Subjects who reported sleeping soundly had higher adrenaline levels than those who had not, similar to findings reported by Huang, who suggested that sympathetic nerves are activated when sleep quality is low. In addition, although urinary cortisol levels were not correlated to sleep duration or quality, it was related to the time of waking up in the morning and going to bed at night. Therefore, even with sufficient hours of good quality sleep, irregular or disrupted times of waking and going to sleep were influenced by cortisol concentrations. This observation is believed to be due to changes in circadian rhythm. Another report found that that cortisol concentrations increase for 2 hours after waking and remain relatively constant thereafter. Urinary samples were collected from 1 p.m. to 3 p.m. in our study, more than 2 hours after participants reported waking in the morning. We therefore believe that daily variations in cortisol levels attributable to differences in waking time had no effect on cortisol concentrations in this study.

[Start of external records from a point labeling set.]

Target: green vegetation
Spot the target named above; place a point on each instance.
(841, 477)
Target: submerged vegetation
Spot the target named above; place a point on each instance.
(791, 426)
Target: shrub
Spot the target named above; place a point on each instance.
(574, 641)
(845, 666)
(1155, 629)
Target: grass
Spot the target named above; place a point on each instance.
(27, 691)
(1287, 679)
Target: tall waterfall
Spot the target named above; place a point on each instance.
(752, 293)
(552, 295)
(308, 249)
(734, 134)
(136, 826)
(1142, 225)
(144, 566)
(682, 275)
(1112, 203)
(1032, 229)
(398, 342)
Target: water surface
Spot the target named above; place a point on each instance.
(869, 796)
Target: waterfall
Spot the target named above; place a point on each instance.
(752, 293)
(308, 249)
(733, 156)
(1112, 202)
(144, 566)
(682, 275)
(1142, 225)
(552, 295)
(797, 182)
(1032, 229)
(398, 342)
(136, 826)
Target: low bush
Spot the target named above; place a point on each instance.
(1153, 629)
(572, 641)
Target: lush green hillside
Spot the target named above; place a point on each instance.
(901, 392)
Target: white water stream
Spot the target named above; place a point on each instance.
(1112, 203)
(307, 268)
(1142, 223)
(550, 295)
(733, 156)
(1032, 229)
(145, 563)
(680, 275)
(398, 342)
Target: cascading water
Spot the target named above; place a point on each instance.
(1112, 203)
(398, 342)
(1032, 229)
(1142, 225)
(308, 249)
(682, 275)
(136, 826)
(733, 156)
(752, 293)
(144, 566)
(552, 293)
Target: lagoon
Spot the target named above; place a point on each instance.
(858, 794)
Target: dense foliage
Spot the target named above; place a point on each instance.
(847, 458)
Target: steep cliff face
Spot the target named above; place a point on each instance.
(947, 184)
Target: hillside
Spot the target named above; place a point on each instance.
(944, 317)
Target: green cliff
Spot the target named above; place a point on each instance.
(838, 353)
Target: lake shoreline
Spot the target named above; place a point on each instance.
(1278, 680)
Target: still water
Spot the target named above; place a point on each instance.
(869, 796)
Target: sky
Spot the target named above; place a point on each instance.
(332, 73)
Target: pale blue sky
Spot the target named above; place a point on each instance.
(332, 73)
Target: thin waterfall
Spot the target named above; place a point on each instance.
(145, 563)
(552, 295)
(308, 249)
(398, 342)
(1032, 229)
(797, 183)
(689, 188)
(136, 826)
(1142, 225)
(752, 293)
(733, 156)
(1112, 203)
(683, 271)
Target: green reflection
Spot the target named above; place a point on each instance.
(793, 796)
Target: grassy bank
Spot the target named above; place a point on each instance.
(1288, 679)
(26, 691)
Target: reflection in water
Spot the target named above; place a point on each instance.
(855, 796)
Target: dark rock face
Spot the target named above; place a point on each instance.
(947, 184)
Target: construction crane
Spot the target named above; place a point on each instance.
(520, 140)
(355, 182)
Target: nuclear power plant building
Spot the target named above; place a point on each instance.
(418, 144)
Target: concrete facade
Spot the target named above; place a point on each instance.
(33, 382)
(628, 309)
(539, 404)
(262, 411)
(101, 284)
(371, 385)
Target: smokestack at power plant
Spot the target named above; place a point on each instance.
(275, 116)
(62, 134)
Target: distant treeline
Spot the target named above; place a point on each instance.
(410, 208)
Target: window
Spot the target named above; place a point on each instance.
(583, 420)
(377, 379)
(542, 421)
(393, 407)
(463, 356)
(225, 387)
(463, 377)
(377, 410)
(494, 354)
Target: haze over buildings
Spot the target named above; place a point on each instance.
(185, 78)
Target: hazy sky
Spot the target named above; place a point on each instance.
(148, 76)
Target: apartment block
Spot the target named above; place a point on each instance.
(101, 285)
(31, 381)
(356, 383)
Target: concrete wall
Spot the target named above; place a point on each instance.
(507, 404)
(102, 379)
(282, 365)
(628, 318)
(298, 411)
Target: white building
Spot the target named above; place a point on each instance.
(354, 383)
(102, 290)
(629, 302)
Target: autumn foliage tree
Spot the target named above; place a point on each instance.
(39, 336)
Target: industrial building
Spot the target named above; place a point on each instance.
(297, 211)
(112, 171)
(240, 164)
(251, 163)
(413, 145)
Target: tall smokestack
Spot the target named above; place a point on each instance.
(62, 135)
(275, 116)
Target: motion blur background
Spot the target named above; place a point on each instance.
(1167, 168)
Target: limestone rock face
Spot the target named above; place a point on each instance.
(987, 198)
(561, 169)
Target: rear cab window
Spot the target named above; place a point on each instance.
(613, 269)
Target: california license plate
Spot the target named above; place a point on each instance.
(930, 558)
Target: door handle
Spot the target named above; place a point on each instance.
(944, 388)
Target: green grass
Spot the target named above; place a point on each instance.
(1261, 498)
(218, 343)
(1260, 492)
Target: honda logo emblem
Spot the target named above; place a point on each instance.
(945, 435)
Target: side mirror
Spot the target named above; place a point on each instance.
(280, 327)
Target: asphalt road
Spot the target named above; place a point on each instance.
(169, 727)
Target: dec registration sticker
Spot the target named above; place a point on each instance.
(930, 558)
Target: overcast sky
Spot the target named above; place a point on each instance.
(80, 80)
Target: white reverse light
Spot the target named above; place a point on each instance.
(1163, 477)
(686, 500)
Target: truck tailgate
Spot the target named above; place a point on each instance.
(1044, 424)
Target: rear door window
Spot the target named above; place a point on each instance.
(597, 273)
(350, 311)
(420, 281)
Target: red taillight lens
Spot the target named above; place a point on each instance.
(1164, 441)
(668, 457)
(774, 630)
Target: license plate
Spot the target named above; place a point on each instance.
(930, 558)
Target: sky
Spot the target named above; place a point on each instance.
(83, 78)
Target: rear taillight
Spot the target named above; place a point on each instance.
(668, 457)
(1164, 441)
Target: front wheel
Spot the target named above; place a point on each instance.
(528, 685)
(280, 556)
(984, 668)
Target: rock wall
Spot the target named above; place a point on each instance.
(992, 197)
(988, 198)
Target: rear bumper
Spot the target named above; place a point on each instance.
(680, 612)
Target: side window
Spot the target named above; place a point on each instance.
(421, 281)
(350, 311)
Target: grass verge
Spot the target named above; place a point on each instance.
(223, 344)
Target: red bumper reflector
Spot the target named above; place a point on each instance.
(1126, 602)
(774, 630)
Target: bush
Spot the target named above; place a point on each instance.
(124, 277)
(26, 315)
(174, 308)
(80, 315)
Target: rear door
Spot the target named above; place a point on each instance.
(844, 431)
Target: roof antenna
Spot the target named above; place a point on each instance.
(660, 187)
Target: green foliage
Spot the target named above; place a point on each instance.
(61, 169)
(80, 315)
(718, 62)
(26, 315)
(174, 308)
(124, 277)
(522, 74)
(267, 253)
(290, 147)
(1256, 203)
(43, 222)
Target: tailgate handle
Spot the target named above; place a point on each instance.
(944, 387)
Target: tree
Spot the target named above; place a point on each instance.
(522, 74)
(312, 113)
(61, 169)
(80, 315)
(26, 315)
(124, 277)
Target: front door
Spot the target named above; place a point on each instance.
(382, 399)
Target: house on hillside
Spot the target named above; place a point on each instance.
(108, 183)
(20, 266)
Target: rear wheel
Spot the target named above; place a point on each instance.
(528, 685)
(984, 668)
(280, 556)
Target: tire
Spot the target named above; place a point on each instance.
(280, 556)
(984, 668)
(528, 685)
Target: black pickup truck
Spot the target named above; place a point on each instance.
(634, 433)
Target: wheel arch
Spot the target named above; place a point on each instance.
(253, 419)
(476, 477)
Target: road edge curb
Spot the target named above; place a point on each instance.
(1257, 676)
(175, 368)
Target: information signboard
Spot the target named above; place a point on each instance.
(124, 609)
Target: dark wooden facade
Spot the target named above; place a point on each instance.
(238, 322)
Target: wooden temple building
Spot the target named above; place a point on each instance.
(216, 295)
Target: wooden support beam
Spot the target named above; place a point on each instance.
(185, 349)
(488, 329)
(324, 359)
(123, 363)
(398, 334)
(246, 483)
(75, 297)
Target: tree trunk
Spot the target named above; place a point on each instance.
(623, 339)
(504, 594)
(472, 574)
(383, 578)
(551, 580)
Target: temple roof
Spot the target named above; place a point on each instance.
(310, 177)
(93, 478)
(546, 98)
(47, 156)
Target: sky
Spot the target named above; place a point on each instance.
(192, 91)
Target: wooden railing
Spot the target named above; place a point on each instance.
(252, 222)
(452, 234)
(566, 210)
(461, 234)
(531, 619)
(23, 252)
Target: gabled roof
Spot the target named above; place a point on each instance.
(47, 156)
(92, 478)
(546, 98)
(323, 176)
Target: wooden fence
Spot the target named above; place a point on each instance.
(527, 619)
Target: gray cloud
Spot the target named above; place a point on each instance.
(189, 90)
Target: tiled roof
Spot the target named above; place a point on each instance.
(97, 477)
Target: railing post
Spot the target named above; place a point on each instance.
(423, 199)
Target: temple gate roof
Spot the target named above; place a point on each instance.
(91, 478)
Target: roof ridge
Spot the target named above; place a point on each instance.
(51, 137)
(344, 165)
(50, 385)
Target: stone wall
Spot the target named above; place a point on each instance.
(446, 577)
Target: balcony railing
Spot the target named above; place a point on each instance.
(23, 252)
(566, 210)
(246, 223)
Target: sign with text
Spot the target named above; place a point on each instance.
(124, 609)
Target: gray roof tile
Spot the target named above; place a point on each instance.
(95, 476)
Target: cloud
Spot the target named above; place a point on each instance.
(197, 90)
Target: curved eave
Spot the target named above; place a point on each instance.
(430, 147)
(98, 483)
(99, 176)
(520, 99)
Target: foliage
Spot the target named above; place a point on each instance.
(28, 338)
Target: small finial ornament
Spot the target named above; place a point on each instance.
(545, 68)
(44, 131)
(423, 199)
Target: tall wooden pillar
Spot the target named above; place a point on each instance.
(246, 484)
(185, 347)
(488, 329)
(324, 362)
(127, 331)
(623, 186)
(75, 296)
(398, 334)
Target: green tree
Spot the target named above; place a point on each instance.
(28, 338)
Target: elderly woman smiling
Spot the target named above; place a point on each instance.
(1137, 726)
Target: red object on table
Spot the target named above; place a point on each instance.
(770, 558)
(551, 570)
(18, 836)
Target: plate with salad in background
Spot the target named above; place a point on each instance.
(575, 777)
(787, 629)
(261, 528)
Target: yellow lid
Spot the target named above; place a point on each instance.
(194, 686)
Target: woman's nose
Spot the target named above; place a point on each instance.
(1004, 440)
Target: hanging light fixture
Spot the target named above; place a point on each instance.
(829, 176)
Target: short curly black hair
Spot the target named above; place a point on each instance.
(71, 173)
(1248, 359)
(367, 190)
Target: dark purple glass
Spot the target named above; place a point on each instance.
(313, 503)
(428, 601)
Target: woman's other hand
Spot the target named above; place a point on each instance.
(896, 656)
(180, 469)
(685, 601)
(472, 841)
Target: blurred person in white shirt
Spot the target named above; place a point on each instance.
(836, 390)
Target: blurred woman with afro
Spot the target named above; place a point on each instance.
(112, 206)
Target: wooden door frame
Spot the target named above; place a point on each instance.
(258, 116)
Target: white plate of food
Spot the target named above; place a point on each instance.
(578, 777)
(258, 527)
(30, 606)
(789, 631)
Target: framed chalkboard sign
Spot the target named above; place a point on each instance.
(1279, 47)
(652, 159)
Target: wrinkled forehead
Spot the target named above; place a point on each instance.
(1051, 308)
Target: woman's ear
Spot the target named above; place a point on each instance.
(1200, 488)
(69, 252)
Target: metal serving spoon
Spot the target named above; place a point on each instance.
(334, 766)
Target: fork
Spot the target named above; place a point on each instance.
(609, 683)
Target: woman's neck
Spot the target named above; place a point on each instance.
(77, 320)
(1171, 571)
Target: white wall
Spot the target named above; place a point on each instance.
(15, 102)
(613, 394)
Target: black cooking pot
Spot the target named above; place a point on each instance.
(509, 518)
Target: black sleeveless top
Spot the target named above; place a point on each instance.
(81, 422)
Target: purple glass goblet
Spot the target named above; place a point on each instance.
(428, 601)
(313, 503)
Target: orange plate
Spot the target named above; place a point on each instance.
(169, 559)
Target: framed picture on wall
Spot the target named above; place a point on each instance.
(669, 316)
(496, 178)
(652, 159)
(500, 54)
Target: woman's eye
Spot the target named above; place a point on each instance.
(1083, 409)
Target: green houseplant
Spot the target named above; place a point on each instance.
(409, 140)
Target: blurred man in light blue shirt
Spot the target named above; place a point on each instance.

However, unlike previous studies that claim that sleep disorders affect the sympathetic nerves, noradrenaline concentration in our study was unrelated to differences in hours of sleep, time of waking, and time of going to bed, or the sense of having slept soundly. The reasons for this may have been that the total hours of sleep ranged 4-8 hours among participants in this study, the subjects did not include those with extreme sleep disorders, and that there were relatively few differences in the sleep status among all subjects. Our study found that hours and subjective quality of sleep influenced adrenaline concentrations, and disruptions in sleep schedules influenced the cortisol concentrations. However, these findings must be validated in future studies with subjects with a broader range of states of sleep.

Before starting this study, we submitted a study plan to the Medical Ethics Board of the Faculty of Medicine at the University of Tsukuba and obtained their approval (Approval No.: 666-2). We feel that, except for the minor inconvenience attributable to the time restrictions, the procedure caused little or no physical invasions to the subjects.

The subjects in this study showed little or no differences in their sleep status, and had a narrow range of characteristics such as age and BMI; a limitation in our study of the relationship between biomarkers and sleep status. There is a need, therefore, for additional studies with subjects who show a broader range of sleep status.

Urinary adrenaline correlated with shortened sleep times and feeling of sleeping well, while urinary cortisol correlated with falling asleep time and awakening time differences.

This work was supported by JSPS KAKENHI Grant Number 15K11655.